C.H.:  Yes, deeply. Here in Switzerland or in Europe we don’t realise that we have everything: like an excellent social and health system. It’s not the case in Africa where most people have to rely on their work and their children. But these people who have nothing, who fight to survive, have a great zest for life.

swissinfo.ch:  And in the third part of the book…

C.H.:  After I wrote The White Masai, readers kept asking me when I was going to write about my daughter’s first time in Kenya. It took years, the reading of letters exchanged with her father’s family and my stories for Napirai to get over her shyness and fears and to prepare her for her first trip to Africa. The decisive factor was a very touching letter from James, my ex-husband’s younger brother, who wanted to meet his niece in Barsaloi.

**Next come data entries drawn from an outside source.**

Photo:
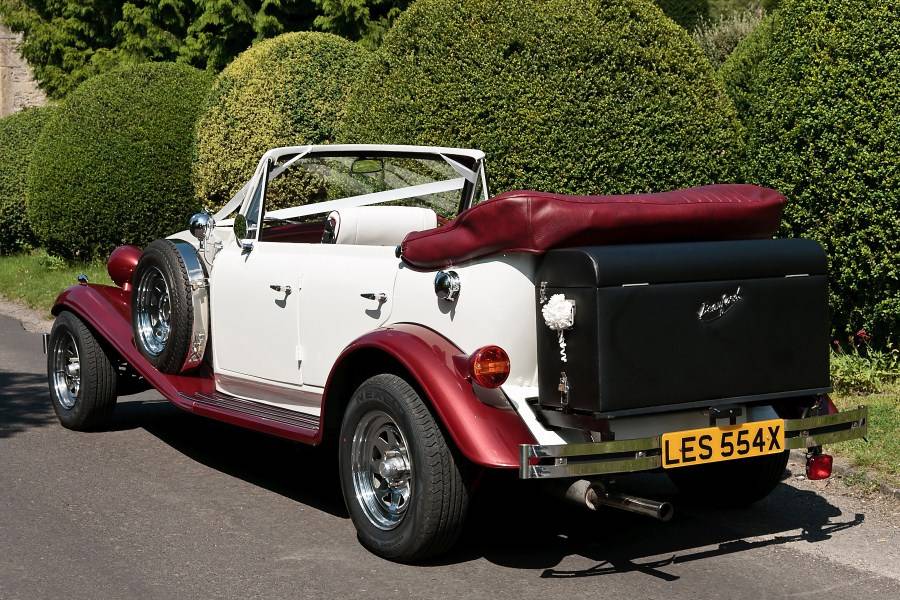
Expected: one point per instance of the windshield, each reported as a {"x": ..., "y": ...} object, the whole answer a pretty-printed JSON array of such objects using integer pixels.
[{"x": 317, "y": 184}]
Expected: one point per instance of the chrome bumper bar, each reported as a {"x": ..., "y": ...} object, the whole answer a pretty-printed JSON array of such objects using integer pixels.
[{"x": 643, "y": 454}]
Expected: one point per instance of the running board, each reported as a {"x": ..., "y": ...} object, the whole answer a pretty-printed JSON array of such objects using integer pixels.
[{"x": 256, "y": 415}]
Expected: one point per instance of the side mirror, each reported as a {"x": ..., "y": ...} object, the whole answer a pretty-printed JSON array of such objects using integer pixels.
[
  {"x": 201, "y": 226},
  {"x": 241, "y": 232}
]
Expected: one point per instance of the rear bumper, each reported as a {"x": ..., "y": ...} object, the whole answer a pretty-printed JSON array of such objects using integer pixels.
[{"x": 643, "y": 454}]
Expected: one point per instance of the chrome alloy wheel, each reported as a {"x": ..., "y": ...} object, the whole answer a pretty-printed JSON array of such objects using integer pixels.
[
  {"x": 66, "y": 370},
  {"x": 382, "y": 470},
  {"x": 154, "y": 311}
]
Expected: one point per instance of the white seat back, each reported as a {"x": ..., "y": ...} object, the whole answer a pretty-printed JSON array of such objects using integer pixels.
[{"x": 379, "y": 225}]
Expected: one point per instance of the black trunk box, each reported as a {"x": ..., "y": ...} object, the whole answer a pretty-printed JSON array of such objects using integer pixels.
[{"x": 642, "y": 343}]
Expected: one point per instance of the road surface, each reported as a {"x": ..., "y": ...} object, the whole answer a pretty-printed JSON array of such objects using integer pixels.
[{"x": 164, "y": 504}]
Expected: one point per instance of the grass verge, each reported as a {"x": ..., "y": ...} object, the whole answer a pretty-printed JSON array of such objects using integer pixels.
[
  {"x": 35, "y": 279},
  {"x": 880, "y": 456}
]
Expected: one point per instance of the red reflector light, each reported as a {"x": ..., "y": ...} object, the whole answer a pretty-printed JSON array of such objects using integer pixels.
[
  {"x": 489, "y": 366},
  {"x": 818, "y": 466}
]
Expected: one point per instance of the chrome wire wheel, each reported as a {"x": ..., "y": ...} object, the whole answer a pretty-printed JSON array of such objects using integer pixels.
[
  {"x": 381, "y": 470},
  {"x": 66, "y": 371},
  {"x": 154, "y": 311}
]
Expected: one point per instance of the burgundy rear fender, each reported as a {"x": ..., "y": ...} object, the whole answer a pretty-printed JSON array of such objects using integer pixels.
[{"x": 486, "y": 435}]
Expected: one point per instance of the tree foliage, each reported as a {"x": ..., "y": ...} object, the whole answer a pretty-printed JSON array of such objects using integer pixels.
[
  {"x": 68, "y": 41},
  {"x": 821, "y": 110},
  {"x": 363, "y": 20},
  {"x": 687, "y": 13},
  {"x": 115, "y": 160},
  {"x": 572, "y": 96},
  {"x": 18, "y": 134},
  {"x": 287, "y": 91}
]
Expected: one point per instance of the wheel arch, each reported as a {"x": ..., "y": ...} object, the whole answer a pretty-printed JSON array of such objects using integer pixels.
[{"x": 485, "y": 434}]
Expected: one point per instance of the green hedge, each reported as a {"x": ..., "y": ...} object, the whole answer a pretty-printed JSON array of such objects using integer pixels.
[
  {"x": 290, "y": 90},
  {"x": 687, "y": 13},
  {"x": 116, "y": 160},
  {"x": 569, "y": 96},
  {"x": 18, "y": 134},
  {"x": 822, "y": 117},
  {"x": 738, "y": 70}
]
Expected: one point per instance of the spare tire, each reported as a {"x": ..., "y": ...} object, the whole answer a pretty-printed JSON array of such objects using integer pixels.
[{"x": 166, "y": 308}]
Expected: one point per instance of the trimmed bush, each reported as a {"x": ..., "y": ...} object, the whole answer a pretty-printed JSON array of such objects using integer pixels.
[
  {"x": 116, "y": 160},
  {"x": 290, "y": 90},
  {"x": 18, "y": 134},
  {"x": 822, "y": 116},
  {"x": 687, "y": 13},
  {"x": 569, "y": 96},
  {"x": 738, "y": 70},
  {"x": 718, "y": 38}
]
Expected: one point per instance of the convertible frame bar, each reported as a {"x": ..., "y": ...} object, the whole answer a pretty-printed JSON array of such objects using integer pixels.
[{"x": 644, "y": 454}]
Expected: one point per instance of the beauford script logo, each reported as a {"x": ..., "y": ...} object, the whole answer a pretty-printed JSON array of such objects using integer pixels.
[{"x": 710, "y": 311}]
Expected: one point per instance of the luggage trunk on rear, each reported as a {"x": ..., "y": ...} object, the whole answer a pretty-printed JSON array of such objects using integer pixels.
[{"x": 672, "y": 326}]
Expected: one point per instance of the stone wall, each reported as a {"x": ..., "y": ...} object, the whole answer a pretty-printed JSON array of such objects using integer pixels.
[{"x": 17, "y": 86}]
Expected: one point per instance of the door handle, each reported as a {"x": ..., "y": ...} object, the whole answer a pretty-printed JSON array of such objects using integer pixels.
[{"x": 380, "y": 296}]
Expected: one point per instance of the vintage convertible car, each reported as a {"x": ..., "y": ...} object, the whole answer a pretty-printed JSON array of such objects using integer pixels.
[{"x": 373, "y": 299}]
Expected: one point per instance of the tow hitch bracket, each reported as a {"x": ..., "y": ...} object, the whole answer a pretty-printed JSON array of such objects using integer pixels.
[{"x": 643, "y": 454}]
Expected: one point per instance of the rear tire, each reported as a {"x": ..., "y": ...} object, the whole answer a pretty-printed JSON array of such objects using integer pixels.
[
  {"x": 731, "y": 484},
  {"x": 402, "y": 482},
  {"x": 81, "y": 375},
  {"x": 162, "y": 314}
]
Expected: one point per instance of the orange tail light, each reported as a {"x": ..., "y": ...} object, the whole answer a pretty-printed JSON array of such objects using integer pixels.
[{"x": 489, "y": 366}]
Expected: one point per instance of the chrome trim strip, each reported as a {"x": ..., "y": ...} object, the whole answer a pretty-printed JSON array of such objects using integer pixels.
[
  {"x": 267, "y": 392},
  {"x": 643, "y": 454},
  {"x": 199, "y": 303},
  {"x": 255, "y": 409}
]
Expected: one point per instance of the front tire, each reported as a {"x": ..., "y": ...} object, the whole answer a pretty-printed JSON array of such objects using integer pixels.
[
  {"x": 81, "y": 375},
  {"x": 731, "y": 484},
  {"x": 402, "y": 482}
]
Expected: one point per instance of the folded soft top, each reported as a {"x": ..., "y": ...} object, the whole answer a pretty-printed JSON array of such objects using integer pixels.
[{"x": 534, "y": 222}]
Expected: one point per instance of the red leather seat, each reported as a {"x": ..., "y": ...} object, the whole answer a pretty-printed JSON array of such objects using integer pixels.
[{"x": 534, "y": 222}]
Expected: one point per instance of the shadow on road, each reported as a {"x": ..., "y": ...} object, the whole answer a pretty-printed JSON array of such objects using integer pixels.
[
  {"x": 538, "y": 533},
  {"x": 24, "y": 402},
  {"x": 302, "y": 473},
  {"x": 512, "y": 523}
]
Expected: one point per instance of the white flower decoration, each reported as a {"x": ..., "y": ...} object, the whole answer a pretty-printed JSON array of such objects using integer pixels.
[{"x": 559, "y": 313}]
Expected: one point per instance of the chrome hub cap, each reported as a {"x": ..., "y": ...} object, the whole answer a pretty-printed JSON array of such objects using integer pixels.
[
  {"x": 153, "y": 311},
  {"x": 382, "y": 470},
  {"x": 66, "y": 370}
]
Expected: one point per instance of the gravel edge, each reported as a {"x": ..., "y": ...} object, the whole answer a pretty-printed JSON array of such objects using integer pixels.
[
  {"x": 844, "y": 468},
  {"x": 33, "y": 321}
]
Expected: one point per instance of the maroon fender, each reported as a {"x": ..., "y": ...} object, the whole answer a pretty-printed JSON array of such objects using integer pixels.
[
  {"x": 486, "y": 435},
  {"x": 534, "y": 222},
  {"x": 107, "y": 310}
]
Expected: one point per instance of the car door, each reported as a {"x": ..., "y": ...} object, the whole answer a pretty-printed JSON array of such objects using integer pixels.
[
  {"x": 347, "y": 292},
  {"x": 255, "y": 313},
  {"x": 254, "y": 289}
]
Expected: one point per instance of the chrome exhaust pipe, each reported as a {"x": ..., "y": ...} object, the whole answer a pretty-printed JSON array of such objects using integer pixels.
[
  {"x": 661, "y": 511},
  {"x": 594, "y": 495}
]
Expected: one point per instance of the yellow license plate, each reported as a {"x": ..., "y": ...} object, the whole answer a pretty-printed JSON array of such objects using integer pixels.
[{"x": 714, "y": 444}]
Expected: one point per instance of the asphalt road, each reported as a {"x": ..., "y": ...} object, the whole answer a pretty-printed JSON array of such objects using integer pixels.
[{"x": 164, "y": 504}]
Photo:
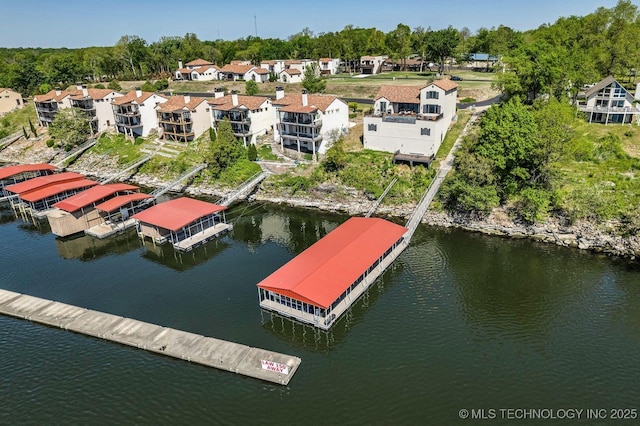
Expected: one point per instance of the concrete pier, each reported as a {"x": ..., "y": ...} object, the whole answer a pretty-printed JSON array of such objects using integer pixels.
[{"x": 241, "y": 359}]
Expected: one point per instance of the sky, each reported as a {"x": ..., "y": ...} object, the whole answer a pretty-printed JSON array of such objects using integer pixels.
[{"x": 75, "y": 23}]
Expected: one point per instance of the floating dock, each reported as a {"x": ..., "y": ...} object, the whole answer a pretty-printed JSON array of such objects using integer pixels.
[{"x": 241, "y": 359}]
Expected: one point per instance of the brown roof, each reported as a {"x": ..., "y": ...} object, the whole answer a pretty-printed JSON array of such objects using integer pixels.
[
  {"x": 293, "y": 103},
  {"x": 132, "y": 97},
  {"x": 198, "y": 62},
  {"x": 225, "y": 103},
  {"x": 403, "y": 94},
  {"x": 176, "y": 103},
  {"x": 237, "y": 69},
  {"x": 445, "y": 84}
]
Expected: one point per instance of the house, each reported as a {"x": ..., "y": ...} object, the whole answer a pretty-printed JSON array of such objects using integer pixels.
[
  {"x": 411, "y": 120},
  {"x": 250, "y": 116},
  {"x": 47, "y": 105},
  {"x": 309, "y": 123},
  {"x": 184, "y": 222},
  {"x": 199, "y": 70},
  {"x": 10, "y": 100},
  {"x": 372, "y": 64},
  {"x": 291, "y": 75},
  {"x": 96, "y": 103},
  {"x": 183, "y": 118},
  {"x": 609, "y": 102},
  {"x": 259, "y": 75},
  {"x": 329, "y": 66},
  {"x": 235, "y": 72},
  {"x": 135, "y": 113}
]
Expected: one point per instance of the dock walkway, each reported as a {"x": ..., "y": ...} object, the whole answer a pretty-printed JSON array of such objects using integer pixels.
[{"x": 241, "y": 359}]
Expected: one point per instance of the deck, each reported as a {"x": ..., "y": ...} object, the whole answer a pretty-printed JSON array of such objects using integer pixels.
[{"x": 241, "y": 359}]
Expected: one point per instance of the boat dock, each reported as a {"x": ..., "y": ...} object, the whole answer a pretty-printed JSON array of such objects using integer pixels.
[{"x": 240, "y": 359}]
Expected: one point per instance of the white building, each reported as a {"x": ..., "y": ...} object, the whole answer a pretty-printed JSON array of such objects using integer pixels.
[
  {"x": 309, "y": 123},
  {"x": 250, "y": 116},
  {"x": 96, "y": 103},
  {"x": 183, "y": 118},
  {"x": 411, "y": 120},
  {"x": 329, "y": 66},
  {"x": 135, "y": 113}
]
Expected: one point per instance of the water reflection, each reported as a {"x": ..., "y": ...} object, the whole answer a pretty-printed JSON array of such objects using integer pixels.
[
  {"x": 88, "y": 248},
  {"x": 165, "y": 254}
]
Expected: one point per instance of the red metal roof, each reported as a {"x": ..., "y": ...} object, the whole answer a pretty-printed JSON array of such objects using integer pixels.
[
  {"x": 321, "y": 273},
  {"x": 92, "y": 195},
  {"x": 43, "y": 181},
  {"x": 176, "y": 214},
  {"x": 121, "y": 200},
  {"x": 8, "y": 171},
  {"x": 49, "y": 191}
]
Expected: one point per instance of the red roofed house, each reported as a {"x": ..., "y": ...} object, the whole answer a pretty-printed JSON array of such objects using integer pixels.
[
  {"x": 322, "y": 282},
  {"x": 183, "y": 118},
  {"x": 411, "y": 120},
  {"x": 309, "y": 123},
  {"x": 250, "y": 116},
  {"x": 78, "y": 212},
  {"x": 10, "y": 175},
  {"x": 47, "y": 105},
  {"x": 135, "y": 113},
  {"x": 9, "y": 100},
  {"x": 183, "y": 221},
  {"x": 96, "y": 103}
]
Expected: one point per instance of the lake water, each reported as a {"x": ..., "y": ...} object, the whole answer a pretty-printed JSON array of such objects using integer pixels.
[{"x": 462, "y": 321}]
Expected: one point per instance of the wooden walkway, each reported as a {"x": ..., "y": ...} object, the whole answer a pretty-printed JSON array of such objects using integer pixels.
[{"x": 241, "y": 359}]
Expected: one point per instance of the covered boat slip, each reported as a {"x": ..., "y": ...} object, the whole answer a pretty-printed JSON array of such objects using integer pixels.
[
  {"x": 322, "y": 282},
  {"x": 184, "y": 222},
  {"x": 78, "y": 212},
  {"x": 10, "y": 175},
  {"x": 115, "y": 214}
]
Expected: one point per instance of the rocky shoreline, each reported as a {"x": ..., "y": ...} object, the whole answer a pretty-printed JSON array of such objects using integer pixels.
[{"x": 584, "y": 235}]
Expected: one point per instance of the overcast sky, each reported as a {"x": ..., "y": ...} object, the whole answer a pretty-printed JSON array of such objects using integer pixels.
[{"x": 75, "y": 23}]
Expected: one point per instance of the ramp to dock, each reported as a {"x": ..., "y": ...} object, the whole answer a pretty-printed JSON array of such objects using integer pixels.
[{"x": 241, "y": 359}]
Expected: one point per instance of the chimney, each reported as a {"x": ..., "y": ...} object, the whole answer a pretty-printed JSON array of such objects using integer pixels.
[{"x": 279, "y": 92}]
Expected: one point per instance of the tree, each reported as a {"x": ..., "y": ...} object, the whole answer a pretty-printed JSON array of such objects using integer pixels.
[
  {"x": 313, "y": 80},
  {"x": 251, "y": 88},
  {"x": 225, "y": 150},
  {"x": 70, "y": 127}
]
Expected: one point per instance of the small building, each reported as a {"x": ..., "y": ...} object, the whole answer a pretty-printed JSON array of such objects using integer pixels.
[
  {"x": 135, "y": 113},
  {"x": 411, "y": 120},
  {"x": 184, "y": 222},
  {"x": 309, "y": 123},
  {"x": 78, "y": 212},
  {"x": 10, "y": 100},
  {"x": 183, "y": 118},
  {"x": 10, "y": 175},
  {"x": 47, "y": 105},
  {"x": 250, "y": 116},
  {"x": 41, "y": 200},
  {"x": 96, "y": 103},
  {"x": 609, "y": 102},
  {"x": 322, "y": 282}
]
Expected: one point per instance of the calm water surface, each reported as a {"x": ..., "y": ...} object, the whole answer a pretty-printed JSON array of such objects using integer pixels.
[{"x": 460, "y": 321}]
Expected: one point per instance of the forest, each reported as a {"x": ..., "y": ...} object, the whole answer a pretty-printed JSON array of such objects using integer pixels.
[{"x": 548, "y": 60}]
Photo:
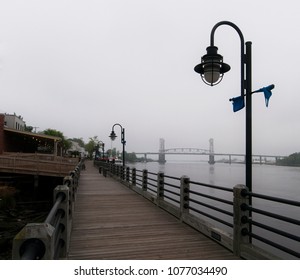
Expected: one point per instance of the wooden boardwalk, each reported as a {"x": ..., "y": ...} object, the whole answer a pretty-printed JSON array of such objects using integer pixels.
[{"x": 113, "y": 222}]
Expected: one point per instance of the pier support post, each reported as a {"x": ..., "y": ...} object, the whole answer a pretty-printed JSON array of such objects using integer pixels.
[
  {"x": 66, "y": 222},
  {"x": 34, "y": 241},
  {"x": 145, "y": 180},
  {"x": 240, "y": 218},
  {"x": 184, "y": 196},
  {"x": 160, "y": 187}
]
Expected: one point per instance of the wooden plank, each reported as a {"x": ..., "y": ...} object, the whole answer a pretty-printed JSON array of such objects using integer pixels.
[{"x": 112, "y": 222}]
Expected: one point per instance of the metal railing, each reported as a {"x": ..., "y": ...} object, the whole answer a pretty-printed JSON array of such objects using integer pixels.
[
  {"x": 50, "y": 239},
  {"x": 223, "y": 214}
]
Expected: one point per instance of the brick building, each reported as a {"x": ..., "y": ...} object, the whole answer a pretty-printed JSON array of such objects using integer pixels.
[{"x": 14, "y": 138}]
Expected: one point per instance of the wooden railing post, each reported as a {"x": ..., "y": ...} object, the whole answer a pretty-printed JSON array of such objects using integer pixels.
[
  {"x": 133, "y": 179},
  {"x": 127, "y": 175},
  {"x": 160, "y": 186},
  {"x": 145, "y": 180},
  {"x": 34, "y": 241},
  {"x": 66, "y": 222},
  {"x": 240, "y": 218},
  {"x": 184, "y": 196}
]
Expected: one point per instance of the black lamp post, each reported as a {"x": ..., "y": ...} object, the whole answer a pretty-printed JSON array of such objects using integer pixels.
[
  {"x": 102, "y": 145},
  {"x": 212, "y": 69},
  {"x": 113, "y": 137}
]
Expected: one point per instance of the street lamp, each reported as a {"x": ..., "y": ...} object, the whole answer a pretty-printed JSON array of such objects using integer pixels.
[
  {"x": 113, "y": 137},
  {"x": 212, "y": 69},
  {"x": 102, "y": 145}
]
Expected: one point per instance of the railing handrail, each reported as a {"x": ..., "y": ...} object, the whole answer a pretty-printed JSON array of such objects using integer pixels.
[
  {"x": 50, "y": 239},
  {"x": 240, "y": 213}
]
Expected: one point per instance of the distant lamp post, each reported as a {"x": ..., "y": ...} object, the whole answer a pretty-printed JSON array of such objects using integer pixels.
[
  {"x": 113, "y": 137},
  {"x": 102, "y": 145}
]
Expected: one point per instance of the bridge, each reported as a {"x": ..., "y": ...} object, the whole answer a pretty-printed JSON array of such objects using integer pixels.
[
  {"x": 112, "y": 212},
  {"x": 259, "y": 158}
]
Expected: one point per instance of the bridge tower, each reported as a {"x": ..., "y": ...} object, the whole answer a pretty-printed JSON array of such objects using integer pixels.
[
  {"x": 211, "y": 151},
  {"x": 161, "y": 155}
]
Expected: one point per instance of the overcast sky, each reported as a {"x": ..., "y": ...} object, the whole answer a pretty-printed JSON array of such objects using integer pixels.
[{"x": 80, "y": 66}]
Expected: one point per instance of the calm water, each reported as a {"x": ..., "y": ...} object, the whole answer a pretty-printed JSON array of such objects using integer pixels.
[
  {"x": 277, "y": 181},
  {"x": 271, "y": 180}
]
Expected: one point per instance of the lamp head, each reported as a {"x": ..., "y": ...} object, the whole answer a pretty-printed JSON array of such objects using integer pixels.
[
  {"x": 212, "y": 67},
  {"x": 112, "y": 135}
]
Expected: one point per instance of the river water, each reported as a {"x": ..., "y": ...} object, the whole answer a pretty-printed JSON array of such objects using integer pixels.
[{"x": 276, "y": 181}]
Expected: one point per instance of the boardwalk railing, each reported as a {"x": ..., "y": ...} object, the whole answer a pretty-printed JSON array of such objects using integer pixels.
[
  {"x": 50, "y": 239},
  {"x": 223, "y": 214}
]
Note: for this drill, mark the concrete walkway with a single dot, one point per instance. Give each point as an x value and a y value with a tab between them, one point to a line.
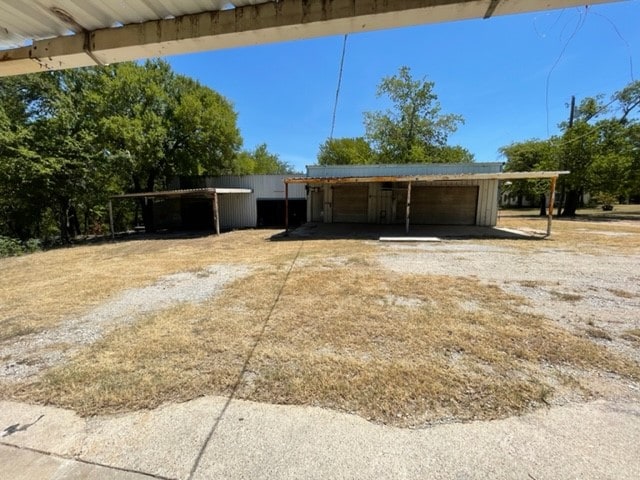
211	438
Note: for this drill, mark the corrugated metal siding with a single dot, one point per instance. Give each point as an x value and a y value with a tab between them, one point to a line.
240	210
324	171
351	203
394	204
487	212
444	205
27	20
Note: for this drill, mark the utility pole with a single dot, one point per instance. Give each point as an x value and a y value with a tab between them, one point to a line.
572	110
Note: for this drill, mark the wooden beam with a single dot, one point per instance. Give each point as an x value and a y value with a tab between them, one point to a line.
552	194
408	208
426	178
113	233
216	213
286	207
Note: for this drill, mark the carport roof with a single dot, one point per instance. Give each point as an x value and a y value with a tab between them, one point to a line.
429	178
191	192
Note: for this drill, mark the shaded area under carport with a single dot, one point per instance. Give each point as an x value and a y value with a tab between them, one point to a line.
330	231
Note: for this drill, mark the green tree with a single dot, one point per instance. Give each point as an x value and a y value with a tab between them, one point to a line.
529	156
409	130
346	151
601	149
155	125
70	139
260	162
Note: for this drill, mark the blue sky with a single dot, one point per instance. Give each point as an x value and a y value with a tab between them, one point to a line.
499	74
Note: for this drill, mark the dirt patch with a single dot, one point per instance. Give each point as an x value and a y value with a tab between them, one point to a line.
402	334
30	353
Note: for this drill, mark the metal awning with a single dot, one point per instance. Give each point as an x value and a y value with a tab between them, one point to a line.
40	35
409	179
191	193
428	178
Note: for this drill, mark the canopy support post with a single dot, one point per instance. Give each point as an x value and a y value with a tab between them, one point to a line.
216	213
408	207
113	233
552	195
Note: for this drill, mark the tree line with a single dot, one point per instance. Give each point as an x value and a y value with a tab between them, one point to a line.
71	139
412	130
599	145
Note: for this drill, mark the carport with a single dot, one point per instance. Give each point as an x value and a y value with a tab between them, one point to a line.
208	193
441	199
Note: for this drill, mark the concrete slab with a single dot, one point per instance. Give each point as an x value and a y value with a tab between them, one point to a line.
257	441
163	442
320	231
410	239
260	441
19	464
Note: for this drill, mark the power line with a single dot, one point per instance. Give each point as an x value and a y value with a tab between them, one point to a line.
624	40
335	104
579	25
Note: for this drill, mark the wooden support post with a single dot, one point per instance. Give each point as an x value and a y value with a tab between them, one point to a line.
216	213
408	207
113	233
552	195
286	207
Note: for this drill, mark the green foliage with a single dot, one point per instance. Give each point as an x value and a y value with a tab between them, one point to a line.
601	150
409	130
346	151
71	139
11	247
260	162
529	156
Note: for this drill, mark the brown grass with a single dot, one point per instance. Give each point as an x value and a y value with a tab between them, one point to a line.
39	291
632	335
343	335
566	297
591	232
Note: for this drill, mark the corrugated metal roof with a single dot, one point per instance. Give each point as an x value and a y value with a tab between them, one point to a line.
379	170
24	20
183	193
430	177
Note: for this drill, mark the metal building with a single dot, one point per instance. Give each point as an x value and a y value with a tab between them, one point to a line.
263	207
468	202
423	194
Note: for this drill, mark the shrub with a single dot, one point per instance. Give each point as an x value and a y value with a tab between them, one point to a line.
10	247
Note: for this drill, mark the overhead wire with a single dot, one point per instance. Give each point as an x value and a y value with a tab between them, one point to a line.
624	40
335	103
579	25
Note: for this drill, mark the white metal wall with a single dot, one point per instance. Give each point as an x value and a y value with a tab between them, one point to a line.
240	210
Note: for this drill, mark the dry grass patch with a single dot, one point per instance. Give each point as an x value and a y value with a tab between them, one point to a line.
566	296
39	291
330	342
632	335
586	235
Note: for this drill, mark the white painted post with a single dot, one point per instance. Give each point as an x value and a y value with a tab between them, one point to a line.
113	233
408	207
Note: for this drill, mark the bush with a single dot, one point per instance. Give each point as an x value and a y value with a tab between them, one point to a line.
10	247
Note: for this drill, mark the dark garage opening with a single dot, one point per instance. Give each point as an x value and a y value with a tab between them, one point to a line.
271	212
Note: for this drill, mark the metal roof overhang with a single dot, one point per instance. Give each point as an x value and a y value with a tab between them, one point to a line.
429	178
42	35
191	192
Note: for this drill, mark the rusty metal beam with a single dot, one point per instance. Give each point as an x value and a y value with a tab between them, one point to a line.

We left in August 2010 and the experience in the land of her birth overwhelmed Napirai. The first meeting with her father at Maralal was moving and the subsequent trip to Barsaloi allowed her to get closer to the real Africa. Her embrace with her grandmother was an indescribable moment of great emotion.

My daughter also met her four stepsisters and one stepbrother from her father’s second marriage, uncles and aunties and cousins. The ties to them and Kenya have become stronger and indissoluble. Now I can really say that Africa is my passion.

Hofmann was born on June 4, 1960 in Frauenfeld to a German father and French mother.

She studied in canton Glarus and later opened a shop selling second-hand wedding dresses in Biel in canton Bern.

Her life changed when in 1986 she took a holiday in Kenya with her fiancé. In a hotel in Mombasa she met and fell in love with a handsome Masai warrior named Lketinga, who was going traditional dances for tourists.

She broke up with her fiancé, sold the shop and left for Kenya and married Lketinga in 1988. Napirai was born in 1989 but already the marriage was suffering from Lketinga’s jealousy, which was boosted by his drinking and addiction to qat, and Hofmann’s health problems from living in harsh conditions.

In 1990 Hofmann fled to Switzerland on the premise of introducing Napirai to her family.

She later filed for divorce.

Hofmann worked in insurance and still sent money to her ex-husband and family.

In 1998 the white Masai was published to great success. It was translated into 17 languages. In 2004 it was made into a film.

Other books followed after reader pressure: Back from Africa in 2002 about her life in Switzerland and Reunion in Barsolai, 2005, about Hofmann’s return to Kenya 14 years after leaving.  Africa, my passion , was published in German on May 25.

It was the topselling book in German-speaking Switzerland by June 22.

The following books are available in English (translated from German):

The White Masai

Back from Africa

Reunion in Barsolai (all Arcadia Books Ltd)

Africa, my passion  is under preparation in English, according to Hofmann’s website.